Бернс кивнул и повернулся к Лайонелу. И судья, и Харрисон заметили гримасу отвращения на лице южанина. Глядя на Белл, Лайонел глумливо усмехнулся. Увидев это, Бернс расправил плечи и зло поджал губы.
– Расскажите мне, что вам известно, Лайонел, и побыстрее.
– Мы с братом нашли письма этого черномазого к его матери. Когда мы прочли их, мы поняли, что это он убил нашего отца.
– Подождите минутку. Я тоже читал эти письма, но такого вывода не сделал.
– Но ведь этот ниггер убежал, так? Он дотронулся до моего бедного отца, верно? За убийство и за свою дерзость он должен умереть, и я приехал сюда, чтобы увидеть своими глазами, как его отправят на тот свет. Я признаю, что в своих письмах он не писал открыто; что убил отца. Но мы с братом зашли к матери, чтобы узнать, как все случилось. Мы записали ее правдивый рассказ на бумаге – эта бумага у вас есть, – а потом дали ей ручку, и она эту бумагу подписала. Она утверждает, что моего отца убил вот этот ниггер. Какие еще доказательства вам нужны?
– Да, это серьезный аргумент, – согласился судья. – Скажите, Ливония Эддерли говорила вам о происшествии при свидетелях?
– Да, там был мой брат Реджинальд… и еще мамаша этого черномазого. Но она не в счет. Ведь любому южанину известно, что нельзя верить словам негра.
Харрисон буквально нутром чувствовал излучаемую Лайонелом ненависть. Он посмотрел на присяжных. Казалось, что они ощущают некоторую неловкость. Однако нельзя было сказать, что они ненавидят Лайонела Эддерли. Следовательно, ему пора было браться за дело.
– Теперь ваша очередь, Харрисон, – обратился к Макдональду судья.
– Не верь ни одному моему слову, – тихо пробормотал Харрисон, наклонившись к Адаму. – Если я кивну, значит, я лгу. Передай это братьям и сестре, но так, чтобы никто больше не услышал.
Макдональд принялся шумно отставлять в сторону стул. Затем подошел к столу судьи Бернса.
– Что ж, может быть, это серьезная улика, а может быть, и нет. В этом еще надо разобраться.
– Совершенно верно.
Харрисон повернулся к Лайонелу и с полминуты пристально разглядывал его, стараясь, чтобы присяжные заметили отвращение на его лице. Голос его, однако, зазвучал тихо и вкрадчиво:
– Я рад, что похож на своего отца, упокой Господи его душу. Он был хорошим человеком. Вы похожи на своего отца, Лайонел?
– Думаю, да. Я горжусь им.
– Что ж, значит, можно сказать, что вы восхищаетесь своим отцом.
– Да.
– Что случилось после того, как он умер? Что-нибудь изменилось на вашей плантации и вообще в ваших краях?
– Началась война – вот что случилось.
– Я готов биться об заклад: вы считаете, что ваш отец этого бы не допустил – раз уж вы так им гордитесь. Разве я неправ?
– Откуда мне знать? – ухмыльнулся Лайонел. – В любом случае мы бы сейчас жили по-другому, если бы не его смерть. Мы потеряли все, а отец ни за что бы не допустил этого.

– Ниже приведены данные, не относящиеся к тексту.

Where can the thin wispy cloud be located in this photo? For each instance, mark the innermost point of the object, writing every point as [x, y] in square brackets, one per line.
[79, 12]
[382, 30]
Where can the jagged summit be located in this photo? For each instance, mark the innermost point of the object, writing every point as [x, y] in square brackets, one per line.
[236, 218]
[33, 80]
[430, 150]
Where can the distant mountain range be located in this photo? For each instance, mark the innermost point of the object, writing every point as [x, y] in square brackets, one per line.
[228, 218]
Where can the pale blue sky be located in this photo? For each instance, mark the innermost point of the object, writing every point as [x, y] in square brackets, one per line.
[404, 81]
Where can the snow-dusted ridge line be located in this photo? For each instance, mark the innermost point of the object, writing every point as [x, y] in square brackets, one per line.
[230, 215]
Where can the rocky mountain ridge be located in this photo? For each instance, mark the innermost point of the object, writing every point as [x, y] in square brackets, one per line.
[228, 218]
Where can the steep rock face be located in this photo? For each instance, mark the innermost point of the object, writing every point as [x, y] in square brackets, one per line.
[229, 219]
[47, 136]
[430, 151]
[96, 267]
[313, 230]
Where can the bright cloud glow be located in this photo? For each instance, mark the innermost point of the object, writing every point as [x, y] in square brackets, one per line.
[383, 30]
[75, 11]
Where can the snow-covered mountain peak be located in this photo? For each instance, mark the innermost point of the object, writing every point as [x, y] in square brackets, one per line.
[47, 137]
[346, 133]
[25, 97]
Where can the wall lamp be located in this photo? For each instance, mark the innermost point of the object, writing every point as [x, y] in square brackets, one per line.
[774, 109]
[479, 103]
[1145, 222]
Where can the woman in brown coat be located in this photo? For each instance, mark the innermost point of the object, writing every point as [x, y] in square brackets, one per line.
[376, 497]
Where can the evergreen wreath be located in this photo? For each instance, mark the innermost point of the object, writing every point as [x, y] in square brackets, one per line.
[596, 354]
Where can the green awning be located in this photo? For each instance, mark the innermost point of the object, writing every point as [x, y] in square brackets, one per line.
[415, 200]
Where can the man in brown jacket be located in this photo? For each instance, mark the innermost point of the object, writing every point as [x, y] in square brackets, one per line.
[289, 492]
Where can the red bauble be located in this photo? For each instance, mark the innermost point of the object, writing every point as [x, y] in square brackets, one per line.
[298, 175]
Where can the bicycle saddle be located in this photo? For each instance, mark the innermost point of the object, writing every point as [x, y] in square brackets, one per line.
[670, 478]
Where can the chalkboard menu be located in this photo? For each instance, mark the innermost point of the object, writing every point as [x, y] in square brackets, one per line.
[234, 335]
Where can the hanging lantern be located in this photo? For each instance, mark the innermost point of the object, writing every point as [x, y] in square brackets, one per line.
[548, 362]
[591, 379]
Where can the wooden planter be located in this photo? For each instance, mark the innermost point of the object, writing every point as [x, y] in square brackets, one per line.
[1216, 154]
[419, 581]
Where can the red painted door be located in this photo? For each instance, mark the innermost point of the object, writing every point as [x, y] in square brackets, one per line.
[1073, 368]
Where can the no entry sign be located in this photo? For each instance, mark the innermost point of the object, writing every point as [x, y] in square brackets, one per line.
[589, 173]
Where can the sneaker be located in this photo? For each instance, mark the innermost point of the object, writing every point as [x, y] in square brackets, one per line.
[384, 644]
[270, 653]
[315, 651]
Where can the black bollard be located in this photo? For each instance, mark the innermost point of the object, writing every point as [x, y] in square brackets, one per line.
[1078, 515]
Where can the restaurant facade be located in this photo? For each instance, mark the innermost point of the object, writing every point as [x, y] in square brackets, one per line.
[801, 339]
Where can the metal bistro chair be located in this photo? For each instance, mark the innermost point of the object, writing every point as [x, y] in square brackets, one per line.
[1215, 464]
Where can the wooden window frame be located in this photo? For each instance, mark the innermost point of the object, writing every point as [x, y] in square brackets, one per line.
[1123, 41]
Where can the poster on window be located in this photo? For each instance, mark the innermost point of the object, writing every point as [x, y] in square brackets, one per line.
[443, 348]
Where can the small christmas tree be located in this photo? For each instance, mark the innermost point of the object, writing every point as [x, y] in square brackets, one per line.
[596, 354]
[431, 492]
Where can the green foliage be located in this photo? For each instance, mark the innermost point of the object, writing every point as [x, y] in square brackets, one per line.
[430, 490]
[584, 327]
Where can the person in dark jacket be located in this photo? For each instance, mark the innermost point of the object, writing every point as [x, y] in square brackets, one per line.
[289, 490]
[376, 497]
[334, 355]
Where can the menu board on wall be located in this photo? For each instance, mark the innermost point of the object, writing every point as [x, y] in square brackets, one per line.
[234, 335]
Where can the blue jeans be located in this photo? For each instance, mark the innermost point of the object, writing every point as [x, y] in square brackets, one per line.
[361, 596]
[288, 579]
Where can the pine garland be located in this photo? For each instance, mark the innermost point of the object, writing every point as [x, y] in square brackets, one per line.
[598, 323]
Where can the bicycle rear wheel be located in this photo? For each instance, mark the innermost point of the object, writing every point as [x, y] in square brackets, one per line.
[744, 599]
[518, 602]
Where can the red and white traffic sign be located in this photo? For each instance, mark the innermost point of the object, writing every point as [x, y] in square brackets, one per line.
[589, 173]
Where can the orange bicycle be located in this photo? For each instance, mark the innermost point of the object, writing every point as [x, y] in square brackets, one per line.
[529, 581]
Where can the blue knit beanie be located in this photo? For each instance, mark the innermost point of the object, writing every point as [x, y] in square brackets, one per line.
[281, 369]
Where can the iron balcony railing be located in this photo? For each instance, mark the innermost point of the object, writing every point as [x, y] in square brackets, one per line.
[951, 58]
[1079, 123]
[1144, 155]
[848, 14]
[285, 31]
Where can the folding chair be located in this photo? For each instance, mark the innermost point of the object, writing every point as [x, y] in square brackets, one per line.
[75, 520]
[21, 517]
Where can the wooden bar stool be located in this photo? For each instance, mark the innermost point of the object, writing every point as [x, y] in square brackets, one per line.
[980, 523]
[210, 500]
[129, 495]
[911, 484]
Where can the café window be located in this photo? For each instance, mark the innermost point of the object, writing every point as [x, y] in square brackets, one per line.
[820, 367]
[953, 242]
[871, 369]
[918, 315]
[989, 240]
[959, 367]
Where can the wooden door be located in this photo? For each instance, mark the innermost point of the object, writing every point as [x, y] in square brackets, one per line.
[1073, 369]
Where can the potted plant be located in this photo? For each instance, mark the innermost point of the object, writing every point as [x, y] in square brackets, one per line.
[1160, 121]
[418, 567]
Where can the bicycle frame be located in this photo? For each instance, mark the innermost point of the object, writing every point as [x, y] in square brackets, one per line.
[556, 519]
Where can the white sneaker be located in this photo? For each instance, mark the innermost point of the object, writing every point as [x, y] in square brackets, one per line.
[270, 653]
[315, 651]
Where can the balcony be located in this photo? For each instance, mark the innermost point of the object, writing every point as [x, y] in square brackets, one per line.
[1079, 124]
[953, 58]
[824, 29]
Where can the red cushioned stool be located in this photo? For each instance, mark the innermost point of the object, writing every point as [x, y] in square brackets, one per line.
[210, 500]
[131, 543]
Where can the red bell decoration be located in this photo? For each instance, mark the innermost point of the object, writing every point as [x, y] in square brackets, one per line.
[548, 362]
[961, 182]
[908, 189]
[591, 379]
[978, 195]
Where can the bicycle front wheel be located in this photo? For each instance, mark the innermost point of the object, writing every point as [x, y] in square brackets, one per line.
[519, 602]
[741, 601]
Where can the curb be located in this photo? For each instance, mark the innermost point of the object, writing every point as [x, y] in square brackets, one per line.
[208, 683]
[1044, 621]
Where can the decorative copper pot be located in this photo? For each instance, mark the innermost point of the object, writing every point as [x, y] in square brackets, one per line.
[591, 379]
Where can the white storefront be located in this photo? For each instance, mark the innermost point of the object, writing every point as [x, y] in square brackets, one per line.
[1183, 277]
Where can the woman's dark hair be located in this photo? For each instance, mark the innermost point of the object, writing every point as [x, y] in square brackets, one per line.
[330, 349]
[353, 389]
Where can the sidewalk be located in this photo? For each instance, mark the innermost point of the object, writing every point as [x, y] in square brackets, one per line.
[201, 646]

– Сколько вам было лет, когда ваш батюшка преставился?
– Семнадцать.
– А вашему младшему брату?
– Двенадцать.
– Семнадцать лет – это уже подходящий возраст для того, чтобы участвовать в боях. Вы не записались добровольцем, Лайонел?
– Нет. Физический недостаток не позволил мне вступить в армию конфедератов.
– Что это за недостаток?
– Я должен отвечать, судья?
– Да.
– У меня плоскостопие.
Харрисон не поверил Лайонелу и знал, что ему не верит ни один человек в зале.
– Ваш отец когда-нибудь бил вас?
– Нет, никогда.
Это тоже была ложь. Харрисон подошел к столу, взял лежащую на кем Библию и протянул Лайонелу так, чтобы он видел, что это за книга. Судья не привел всех участников процесса к присяге, и теперь Макдональд собирался исправить это упущение.
– Когда суд был созван на совещание и его честь судья Джон Бернс вошел в этот зал, все присутствующие встали. Это было не просто свидетельство уважения к судье, которого он, вне всякого сомнения, достоин. Это был знак для всех находящихся здесь: все, что здесь говорится, – правда. Вы заставляете присяжных и судью терять драгоценное время. Итак, я еще раз вас спрашиваю – ваш отец когда-нибудь бил вас?